In this connection I must speak of the famous woman’s plot that resulted in the death of several hundred German officers and soldiers and that would have caused the death of thousands but for unforeseen developments. This plot was originated by women leaders of the militant suffrage party in New York and Pennsylvania (the faction led by Mrs. O. H. P. Belmont not approving) and soon grew to nation-wide importance with an enrolled body of twenty thousand militant young women, each one of whom was pledged to accomplish the destruction of one of the enemy on a certain Saturday night between the hours of sunset and sunrise.

By a miracle these women kept their vow of secrecy until the fatal evening, but at eight o’clock the plot was revealed to Germans in Philadelphia through the confession of a young Quakeress who, after playing her part for weeks, had fallen genuinely in love with a Prussian lieutenant and simply could not bring herself to kill him when the time came.
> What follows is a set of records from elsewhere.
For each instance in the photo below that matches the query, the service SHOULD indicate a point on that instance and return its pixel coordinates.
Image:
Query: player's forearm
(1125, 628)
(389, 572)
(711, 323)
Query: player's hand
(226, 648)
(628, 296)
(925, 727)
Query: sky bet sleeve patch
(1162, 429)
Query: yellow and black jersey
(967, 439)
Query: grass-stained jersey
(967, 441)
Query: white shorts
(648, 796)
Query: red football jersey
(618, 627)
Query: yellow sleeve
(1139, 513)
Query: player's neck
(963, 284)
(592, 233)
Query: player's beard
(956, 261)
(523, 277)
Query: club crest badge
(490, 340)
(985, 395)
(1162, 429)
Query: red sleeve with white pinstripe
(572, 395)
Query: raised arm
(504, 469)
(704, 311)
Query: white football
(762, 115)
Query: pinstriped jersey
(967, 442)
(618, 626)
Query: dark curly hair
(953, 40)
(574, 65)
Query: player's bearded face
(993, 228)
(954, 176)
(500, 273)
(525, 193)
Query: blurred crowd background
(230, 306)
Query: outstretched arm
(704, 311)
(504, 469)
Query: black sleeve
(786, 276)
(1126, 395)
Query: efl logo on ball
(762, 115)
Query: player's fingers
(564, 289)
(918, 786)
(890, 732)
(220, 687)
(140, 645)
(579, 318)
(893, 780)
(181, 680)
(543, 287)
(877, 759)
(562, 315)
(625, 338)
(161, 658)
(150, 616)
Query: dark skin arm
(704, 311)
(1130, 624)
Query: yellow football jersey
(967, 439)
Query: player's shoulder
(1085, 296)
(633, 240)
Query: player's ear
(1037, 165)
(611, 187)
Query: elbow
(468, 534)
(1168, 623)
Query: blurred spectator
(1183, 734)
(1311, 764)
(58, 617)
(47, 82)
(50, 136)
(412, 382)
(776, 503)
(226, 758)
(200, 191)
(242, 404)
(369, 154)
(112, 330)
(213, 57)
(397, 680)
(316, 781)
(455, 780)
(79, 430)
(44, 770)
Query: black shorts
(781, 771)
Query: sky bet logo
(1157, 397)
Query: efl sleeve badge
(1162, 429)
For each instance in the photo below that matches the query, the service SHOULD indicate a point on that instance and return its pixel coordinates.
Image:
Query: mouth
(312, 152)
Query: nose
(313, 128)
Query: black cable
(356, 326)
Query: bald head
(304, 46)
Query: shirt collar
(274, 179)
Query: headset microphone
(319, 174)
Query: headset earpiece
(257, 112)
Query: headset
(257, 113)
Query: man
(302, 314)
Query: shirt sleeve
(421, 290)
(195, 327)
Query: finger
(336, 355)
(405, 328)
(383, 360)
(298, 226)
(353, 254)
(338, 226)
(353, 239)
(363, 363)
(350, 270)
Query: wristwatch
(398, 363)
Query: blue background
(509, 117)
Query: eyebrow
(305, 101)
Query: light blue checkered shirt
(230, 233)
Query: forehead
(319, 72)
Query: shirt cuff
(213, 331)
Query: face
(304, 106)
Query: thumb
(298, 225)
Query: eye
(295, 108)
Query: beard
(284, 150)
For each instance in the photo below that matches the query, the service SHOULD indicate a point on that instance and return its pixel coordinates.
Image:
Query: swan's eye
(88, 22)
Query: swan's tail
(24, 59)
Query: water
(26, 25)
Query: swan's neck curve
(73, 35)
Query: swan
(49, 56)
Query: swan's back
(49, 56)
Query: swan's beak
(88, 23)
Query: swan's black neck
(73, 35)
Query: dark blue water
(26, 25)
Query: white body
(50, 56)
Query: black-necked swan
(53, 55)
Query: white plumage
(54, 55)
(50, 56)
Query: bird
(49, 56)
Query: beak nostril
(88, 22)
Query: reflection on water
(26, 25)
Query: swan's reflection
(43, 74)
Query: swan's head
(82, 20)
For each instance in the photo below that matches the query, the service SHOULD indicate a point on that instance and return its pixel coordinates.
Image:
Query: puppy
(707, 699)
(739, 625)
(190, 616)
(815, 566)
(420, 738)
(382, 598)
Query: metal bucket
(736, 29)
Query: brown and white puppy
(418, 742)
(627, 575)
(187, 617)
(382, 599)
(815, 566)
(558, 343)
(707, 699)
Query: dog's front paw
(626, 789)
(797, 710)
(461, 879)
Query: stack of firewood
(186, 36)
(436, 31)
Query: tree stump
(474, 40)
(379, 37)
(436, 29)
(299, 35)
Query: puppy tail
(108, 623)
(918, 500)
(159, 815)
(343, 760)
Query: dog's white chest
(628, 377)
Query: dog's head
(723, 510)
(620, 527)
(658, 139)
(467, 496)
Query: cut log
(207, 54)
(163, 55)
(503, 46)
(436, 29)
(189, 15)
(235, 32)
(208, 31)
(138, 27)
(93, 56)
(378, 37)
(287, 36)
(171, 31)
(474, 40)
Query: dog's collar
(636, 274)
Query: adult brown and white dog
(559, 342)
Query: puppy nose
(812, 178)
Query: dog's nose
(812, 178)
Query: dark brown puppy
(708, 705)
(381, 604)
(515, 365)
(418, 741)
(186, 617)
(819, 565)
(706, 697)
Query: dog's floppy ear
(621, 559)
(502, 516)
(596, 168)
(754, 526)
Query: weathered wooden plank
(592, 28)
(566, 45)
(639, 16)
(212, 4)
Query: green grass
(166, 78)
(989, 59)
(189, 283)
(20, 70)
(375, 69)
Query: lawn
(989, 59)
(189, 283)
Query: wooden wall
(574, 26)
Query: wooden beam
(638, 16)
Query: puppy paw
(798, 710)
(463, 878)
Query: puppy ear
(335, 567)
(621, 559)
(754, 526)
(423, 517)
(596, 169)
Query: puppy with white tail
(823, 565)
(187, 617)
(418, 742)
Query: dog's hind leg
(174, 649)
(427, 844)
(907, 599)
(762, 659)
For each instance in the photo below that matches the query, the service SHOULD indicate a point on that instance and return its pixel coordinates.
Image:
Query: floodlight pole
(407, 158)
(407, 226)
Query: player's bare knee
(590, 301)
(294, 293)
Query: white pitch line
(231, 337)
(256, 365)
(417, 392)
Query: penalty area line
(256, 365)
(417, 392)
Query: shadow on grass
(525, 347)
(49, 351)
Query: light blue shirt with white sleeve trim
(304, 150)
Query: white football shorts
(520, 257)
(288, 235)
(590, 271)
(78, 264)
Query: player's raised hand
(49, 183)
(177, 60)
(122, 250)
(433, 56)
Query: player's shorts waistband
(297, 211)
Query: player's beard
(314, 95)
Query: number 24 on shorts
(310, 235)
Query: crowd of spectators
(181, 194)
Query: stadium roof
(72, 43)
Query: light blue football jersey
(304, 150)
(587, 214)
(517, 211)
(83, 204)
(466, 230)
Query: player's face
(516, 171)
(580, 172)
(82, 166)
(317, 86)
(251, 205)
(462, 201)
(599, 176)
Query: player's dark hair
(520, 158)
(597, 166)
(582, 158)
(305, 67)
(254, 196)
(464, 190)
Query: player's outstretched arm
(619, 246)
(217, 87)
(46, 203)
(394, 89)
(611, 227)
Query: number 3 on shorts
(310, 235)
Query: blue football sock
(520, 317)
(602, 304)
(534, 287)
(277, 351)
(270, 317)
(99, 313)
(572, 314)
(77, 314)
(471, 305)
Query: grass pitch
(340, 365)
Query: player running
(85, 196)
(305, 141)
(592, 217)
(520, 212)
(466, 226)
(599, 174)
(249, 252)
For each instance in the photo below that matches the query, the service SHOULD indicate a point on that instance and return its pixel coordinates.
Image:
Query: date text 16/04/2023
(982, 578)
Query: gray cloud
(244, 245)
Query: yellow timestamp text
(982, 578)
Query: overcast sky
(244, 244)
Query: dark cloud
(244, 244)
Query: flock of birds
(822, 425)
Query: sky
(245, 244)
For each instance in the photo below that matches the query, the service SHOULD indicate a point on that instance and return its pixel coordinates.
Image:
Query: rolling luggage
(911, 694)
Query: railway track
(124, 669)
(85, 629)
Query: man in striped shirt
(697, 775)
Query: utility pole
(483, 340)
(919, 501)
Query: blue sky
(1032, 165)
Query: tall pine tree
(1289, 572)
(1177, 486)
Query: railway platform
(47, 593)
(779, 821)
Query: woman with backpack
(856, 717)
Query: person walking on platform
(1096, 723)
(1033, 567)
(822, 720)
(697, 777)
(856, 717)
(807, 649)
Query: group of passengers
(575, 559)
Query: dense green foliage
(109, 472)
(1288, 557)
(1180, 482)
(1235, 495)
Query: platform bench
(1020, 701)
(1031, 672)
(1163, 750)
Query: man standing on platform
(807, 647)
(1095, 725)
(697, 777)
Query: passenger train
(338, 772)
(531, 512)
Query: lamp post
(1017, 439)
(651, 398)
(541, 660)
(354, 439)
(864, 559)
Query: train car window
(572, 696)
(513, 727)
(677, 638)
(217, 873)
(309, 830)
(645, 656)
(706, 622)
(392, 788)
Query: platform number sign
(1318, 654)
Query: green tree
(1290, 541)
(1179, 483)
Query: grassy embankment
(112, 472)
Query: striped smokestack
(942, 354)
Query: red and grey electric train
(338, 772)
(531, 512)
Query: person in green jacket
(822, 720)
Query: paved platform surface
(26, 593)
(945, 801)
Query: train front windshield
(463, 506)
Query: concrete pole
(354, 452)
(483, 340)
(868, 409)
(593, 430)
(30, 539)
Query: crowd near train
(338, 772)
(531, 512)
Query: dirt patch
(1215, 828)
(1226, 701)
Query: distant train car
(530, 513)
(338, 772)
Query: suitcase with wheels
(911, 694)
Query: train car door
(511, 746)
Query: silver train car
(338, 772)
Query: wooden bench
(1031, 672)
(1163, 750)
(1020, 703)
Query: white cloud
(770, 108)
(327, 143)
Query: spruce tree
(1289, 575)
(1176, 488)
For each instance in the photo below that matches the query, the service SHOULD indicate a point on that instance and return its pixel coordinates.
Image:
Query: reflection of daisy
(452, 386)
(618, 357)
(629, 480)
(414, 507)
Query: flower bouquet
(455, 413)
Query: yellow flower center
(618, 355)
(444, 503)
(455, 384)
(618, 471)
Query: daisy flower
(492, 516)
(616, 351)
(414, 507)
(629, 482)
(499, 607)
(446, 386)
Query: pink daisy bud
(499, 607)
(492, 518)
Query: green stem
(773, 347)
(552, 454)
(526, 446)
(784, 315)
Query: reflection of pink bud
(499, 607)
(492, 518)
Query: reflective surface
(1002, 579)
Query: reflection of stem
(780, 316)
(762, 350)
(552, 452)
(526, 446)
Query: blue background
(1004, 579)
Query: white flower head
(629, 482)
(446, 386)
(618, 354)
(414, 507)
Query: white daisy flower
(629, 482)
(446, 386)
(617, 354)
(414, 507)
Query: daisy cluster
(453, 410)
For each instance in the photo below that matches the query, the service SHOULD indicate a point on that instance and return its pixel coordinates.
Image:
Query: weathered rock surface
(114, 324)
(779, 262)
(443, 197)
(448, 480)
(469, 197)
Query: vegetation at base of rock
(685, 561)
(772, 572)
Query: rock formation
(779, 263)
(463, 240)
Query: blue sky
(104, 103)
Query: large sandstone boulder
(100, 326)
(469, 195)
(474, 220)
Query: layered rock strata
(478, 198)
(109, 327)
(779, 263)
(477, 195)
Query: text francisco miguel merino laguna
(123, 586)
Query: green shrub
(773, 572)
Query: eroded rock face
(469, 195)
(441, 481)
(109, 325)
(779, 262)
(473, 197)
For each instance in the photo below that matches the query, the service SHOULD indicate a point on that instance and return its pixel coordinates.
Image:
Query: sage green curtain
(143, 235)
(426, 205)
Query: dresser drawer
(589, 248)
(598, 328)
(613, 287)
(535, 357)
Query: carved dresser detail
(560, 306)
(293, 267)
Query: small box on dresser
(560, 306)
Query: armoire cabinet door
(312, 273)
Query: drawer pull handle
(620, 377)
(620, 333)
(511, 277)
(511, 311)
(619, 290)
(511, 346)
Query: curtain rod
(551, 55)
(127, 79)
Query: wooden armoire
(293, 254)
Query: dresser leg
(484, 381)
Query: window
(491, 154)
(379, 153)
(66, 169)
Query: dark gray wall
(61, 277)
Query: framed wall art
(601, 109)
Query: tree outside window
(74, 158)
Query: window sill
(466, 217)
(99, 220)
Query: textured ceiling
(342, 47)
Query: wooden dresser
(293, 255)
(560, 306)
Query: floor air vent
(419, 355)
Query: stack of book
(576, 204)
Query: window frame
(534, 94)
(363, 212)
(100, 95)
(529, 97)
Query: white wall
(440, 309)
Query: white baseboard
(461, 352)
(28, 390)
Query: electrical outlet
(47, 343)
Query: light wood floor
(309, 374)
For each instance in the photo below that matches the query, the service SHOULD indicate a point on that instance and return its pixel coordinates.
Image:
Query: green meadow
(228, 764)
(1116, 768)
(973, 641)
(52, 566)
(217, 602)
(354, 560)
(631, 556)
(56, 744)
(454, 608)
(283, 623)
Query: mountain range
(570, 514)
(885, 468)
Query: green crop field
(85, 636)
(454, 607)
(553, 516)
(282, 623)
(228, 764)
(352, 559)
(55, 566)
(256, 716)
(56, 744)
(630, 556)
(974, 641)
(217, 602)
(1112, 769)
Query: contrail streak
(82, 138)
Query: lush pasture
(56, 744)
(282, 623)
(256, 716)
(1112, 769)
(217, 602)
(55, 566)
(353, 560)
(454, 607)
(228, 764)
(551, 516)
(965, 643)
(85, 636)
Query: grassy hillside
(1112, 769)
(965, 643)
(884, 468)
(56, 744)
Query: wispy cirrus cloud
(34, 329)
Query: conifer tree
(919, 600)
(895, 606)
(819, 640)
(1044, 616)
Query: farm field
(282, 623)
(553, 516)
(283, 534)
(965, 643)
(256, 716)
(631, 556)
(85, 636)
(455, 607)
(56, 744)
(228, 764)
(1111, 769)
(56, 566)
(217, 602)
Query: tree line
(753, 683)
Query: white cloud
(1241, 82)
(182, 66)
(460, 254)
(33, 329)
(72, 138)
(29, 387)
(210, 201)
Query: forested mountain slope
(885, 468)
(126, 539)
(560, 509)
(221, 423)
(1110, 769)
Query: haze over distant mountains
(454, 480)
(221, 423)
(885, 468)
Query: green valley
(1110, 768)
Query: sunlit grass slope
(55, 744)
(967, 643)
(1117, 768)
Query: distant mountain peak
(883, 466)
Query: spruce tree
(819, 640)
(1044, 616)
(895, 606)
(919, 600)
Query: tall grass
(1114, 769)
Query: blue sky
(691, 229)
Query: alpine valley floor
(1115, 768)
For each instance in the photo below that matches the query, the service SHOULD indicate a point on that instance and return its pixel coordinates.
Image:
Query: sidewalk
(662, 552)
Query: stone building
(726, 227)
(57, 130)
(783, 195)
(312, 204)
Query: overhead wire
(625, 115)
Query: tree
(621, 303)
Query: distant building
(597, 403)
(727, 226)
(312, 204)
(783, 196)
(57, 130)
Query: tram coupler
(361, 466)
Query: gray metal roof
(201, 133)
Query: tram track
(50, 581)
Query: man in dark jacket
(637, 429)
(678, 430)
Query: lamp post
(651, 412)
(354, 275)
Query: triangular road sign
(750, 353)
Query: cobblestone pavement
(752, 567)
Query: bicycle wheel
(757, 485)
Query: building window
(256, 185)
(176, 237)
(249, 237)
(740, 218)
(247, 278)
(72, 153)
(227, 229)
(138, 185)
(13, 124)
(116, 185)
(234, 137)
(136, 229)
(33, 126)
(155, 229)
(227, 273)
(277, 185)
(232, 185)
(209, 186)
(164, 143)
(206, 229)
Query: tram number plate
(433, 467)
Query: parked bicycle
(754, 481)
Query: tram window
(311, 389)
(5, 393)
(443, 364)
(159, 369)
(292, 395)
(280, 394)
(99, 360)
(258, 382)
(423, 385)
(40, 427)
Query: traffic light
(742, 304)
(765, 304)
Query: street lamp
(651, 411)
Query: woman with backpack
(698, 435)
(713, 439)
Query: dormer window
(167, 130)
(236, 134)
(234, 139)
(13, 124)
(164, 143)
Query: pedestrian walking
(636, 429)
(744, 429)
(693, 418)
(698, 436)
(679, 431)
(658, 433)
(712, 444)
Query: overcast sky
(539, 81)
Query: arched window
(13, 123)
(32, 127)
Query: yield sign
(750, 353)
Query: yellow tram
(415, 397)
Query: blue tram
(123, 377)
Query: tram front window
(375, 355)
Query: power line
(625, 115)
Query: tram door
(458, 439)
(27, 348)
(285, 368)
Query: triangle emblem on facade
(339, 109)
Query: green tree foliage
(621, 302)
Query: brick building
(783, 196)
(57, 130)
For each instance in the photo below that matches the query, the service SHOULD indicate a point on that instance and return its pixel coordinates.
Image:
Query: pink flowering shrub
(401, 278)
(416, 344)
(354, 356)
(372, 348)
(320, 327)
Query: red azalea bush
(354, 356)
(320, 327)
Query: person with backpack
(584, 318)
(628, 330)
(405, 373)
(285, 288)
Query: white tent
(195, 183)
I come now to a sensational happening that I witnessed in Chicago, to which city I had journeyed after the Richmond affair for very personal reasons. If this were a romance and not a plain recital of facts I should dwell upon my meeting with Mary Ryerson and our mutual joy in each finding that the other had escaped unharmed from the perils of our recent adventures.

Miss Ryerson, it appeared, after the discovery of her daring disguise had been released on parole by order of General Langthorne, who believed her story that she had taken this desperate chance as the only means of saving Thomas A. Edison. Mary had heard the story of her brother’s heroic death and to still her grief, had thrown herself into work for the Red Cross fund under Miss Boardman and Mrs. C.C. Rumsey. She had hit upon a charming way of raising money by having little girls dressed in white with American flags for sashes, lead white lambs through the streets, the lambs bearing Red Cross contribution boxes on their backs. By this means thousands of dollars had been secured.

On the evening following my arrival in Chicago, I had arranged to take Miss Ryerson to a great recruiting rally in the huge lake-front auditorium building, but when I called at her boarding-house on Wabash Avenue, I found her much disturbed over a strange warning that she had just received.